Wednesday, August 27, 2008
Flickers #7: Waiting to Inhale, at Indie Film Cafe; The Kite, Global Lens Series; Traitor opens
The Indie Film Café, a series of socially conscious documentary films held at The Studio@620 in downtown St. Petersburg, continues tonight at 8 with Waiting to Inhale: Marijuana, Medicine and The Law. The 2005 film, an examination of the controversy over medical marijuana in the U.S., screens at 8 at the arts venue, 620 First Avenue South.
Click here for the trailer.
Waiting to Inhale runs 74 minutes. Admission is $5, or $3 for members. For more information, call 727-895-6620 or email firstname.lastname@example.org.
The Gasparilla International Film Festival's Global Lens Series continues Friday night at the University of Tampa with The Kite. The film, a Lebanese-French co-production initially released in 2004, is a romantic drama touching on Middle Eastern political issues.
Here's the official synopsis, courtesy of the Global Film Initiative: "In director Randa Chahal Sabbag's 'fairytale for troubled times,' sixteen-year old Lamia must cross a border checkpoint between Lebanon and Israel to marry a man she has never met. Neither she nor her betrothed are eager to consummate a marriage to a stranger-a matter further complicated by Lamia's surprising admission that she is in love with the Israeli soldier guarding the border.
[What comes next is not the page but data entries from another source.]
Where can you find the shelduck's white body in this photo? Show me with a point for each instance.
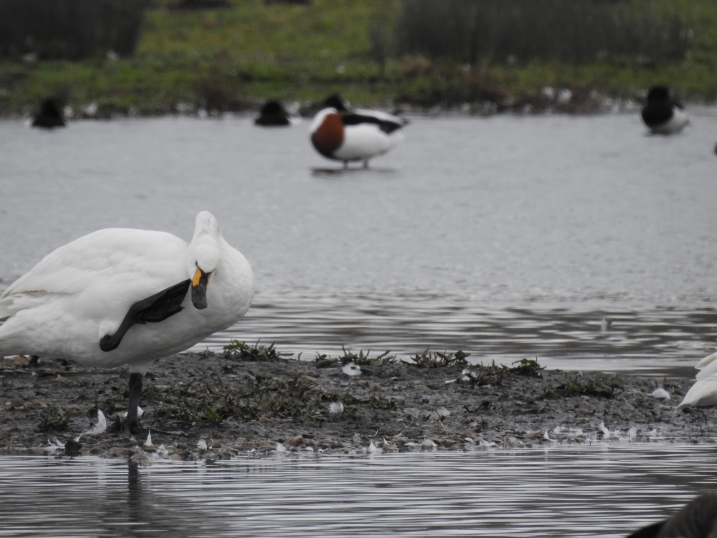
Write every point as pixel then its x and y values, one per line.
pixel 356 135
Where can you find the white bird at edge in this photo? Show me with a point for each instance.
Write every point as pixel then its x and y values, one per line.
pixel 704 392
pixel 120 296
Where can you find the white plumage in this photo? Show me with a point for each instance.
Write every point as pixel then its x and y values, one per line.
pixel 704 392
pixel 85 292
pixel 354 135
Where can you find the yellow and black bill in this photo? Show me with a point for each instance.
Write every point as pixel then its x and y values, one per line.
pixel 200 281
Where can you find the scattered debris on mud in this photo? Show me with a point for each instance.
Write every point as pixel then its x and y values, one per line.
pixel 255 400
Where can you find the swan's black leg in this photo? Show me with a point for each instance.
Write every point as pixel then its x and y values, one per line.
pixel 131 424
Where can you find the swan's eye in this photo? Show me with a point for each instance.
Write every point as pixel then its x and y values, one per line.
pixel 199 275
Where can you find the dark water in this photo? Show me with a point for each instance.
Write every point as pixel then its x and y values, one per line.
pixel 506 237
pixel 603 491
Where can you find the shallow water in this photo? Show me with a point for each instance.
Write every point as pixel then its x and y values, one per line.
pixel 603 491
pixel 506 237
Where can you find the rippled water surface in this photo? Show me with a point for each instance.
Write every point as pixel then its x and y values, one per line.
pixel 588 491
pixel 506 237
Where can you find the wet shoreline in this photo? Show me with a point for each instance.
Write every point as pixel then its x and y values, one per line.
pixel 257 402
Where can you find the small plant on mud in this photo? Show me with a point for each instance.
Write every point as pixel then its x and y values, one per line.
pixel 527 367
pixel 54 421
pixel 601 386
pixel 244 352
pixel 481 375
pixel 363 359
pixel 436 359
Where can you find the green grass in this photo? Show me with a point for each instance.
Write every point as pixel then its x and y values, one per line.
pixel 238 57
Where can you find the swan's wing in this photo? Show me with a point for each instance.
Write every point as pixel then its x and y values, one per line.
pixel 706 361
pixel 708 371
pixel 702 394
pixel 111 262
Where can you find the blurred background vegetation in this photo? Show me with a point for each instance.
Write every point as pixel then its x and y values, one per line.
pixel 107 57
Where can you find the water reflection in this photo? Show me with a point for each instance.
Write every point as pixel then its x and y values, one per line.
pixel 584 491
pixel 507 237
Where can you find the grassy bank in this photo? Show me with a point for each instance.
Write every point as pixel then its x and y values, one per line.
pixel 233 59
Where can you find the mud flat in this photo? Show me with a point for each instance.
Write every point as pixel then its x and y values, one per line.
pixel 256 401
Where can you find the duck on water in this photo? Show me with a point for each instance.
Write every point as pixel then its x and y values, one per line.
pixel 663 114
pixel 274 114
pixel 123 296
pixel 49 116
pixel 354 135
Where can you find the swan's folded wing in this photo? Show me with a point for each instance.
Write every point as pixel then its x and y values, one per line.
pixel 706 361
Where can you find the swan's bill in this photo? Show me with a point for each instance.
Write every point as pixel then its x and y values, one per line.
pixel 200 281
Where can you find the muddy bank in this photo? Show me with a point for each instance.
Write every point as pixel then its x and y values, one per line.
pixel 254 400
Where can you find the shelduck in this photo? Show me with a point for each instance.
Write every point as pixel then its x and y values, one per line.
pixel 354 135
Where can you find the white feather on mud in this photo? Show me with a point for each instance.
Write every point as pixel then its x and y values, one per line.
pixel 98 428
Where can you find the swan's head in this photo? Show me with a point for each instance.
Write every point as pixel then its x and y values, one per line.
pixel 204 255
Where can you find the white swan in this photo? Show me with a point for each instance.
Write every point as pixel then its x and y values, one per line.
pixel 119 296
pixel 354 135
pixel 704 392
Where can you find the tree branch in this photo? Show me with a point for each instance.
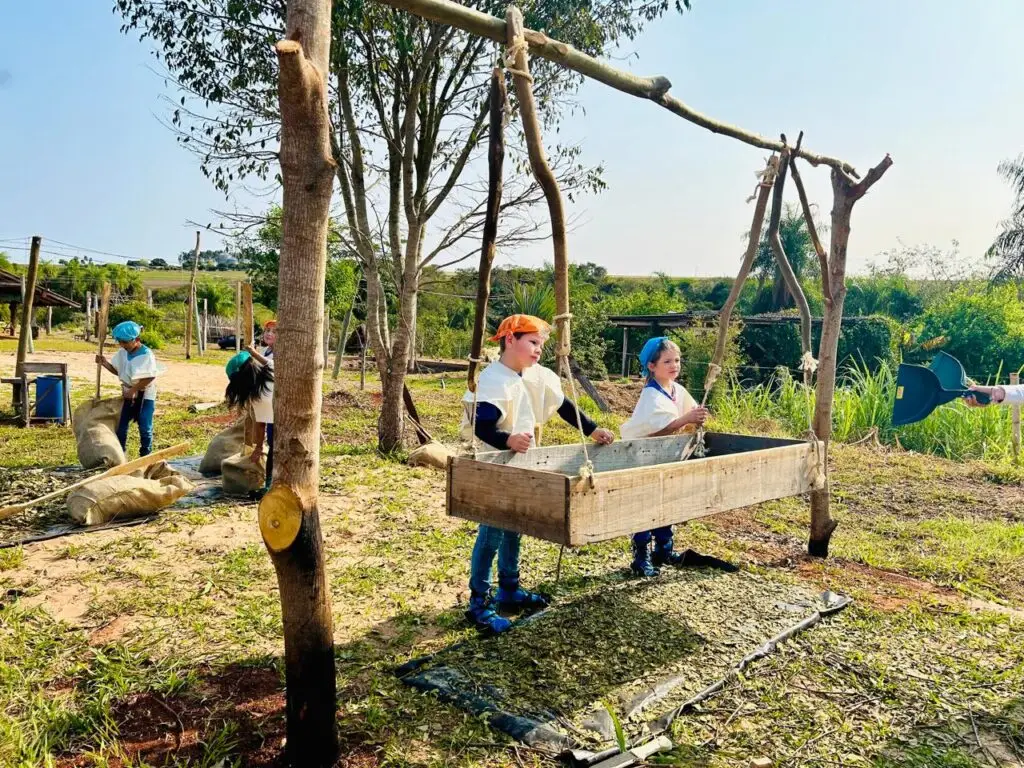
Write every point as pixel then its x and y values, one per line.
pixel 812 229
pixel 654 89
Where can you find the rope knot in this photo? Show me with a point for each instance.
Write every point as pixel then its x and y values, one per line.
pixel 808 364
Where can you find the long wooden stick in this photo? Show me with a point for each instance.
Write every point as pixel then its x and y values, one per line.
pixel 247 313
pixel 28 300
pixel 496 161
pixel 812 229
pixel 744 268
pixel 522 81
pixel 122 469
pixel 189 328
pixel 104 307
pixel 654 89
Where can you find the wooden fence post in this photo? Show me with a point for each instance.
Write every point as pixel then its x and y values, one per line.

Sabbag's enchanting drama about marriage and tradition is underscored by delicate symbolism and artful references to politics of Lebanon's territories that have been annexed."
Sabbag, born in Tripoli to an Iraqi mother and a Lebanese father, made her feature-film directorial debut with 1991's Sand Screens. She was later vilified in the press at home when she refused to accede to the request by the Ministry of Interior that she make edits to her second film, 1998's A Civilized People. The latter movie was a black comedy about the Lebanese Civil War. The tide turned in 2004, when she was honored with a Chevalier of the Order of the Cedar, for her artistic contributions to her country.
"I have lived my entire life engulfed in conflicts," she told one interviewer. "I never could escape this state of alert, this feeling of constant danger ... never could escape war. With this film, I wanted to learn how to put an end to my anger."
Click here to watch a clip from the film.
The Kite (photo, above) will be shown at 8 p.m. at UT's Reeves Hall. The soundtrack is in Arabic, with English subtitles. Admission is $8 for the general public, and free to all Gasparilla Film Festival members (must make reservations 24 hours in advance, to email@example.com)
The Global Lens Film Series represents a partnership between the Gasparilla Film Festival and the Global Film Initiative. Sponsors for this film include Knopik Varner Moore, The Studio@620 and radio station WMNF, 88.5 FM.
Opening wide today is Traitor, a terrorism-themed action thriller starring Don Cheadle and Guy Pearce. The movie was written and directed by Jeffrey Nachmanoff, best known for penning the screenplay for The Day After Tomorrow. Odd note about its parentage: funnyman Steve Martin is credited with hatching the story.
The film "tells a good, snakelike story, slithering in some unpredictable directions," according to Chicago Tribune critic Michael Phillips.
A.O. Scott, writing in the New York Times, calls Traitor "a somber, absorbing and only moderately preposterous new thriller (that) … manages an impressive feat of economy, condensing a vast and sometimes contradictory compendium of post-9/11 fears and anxieties into 110 swift minutes."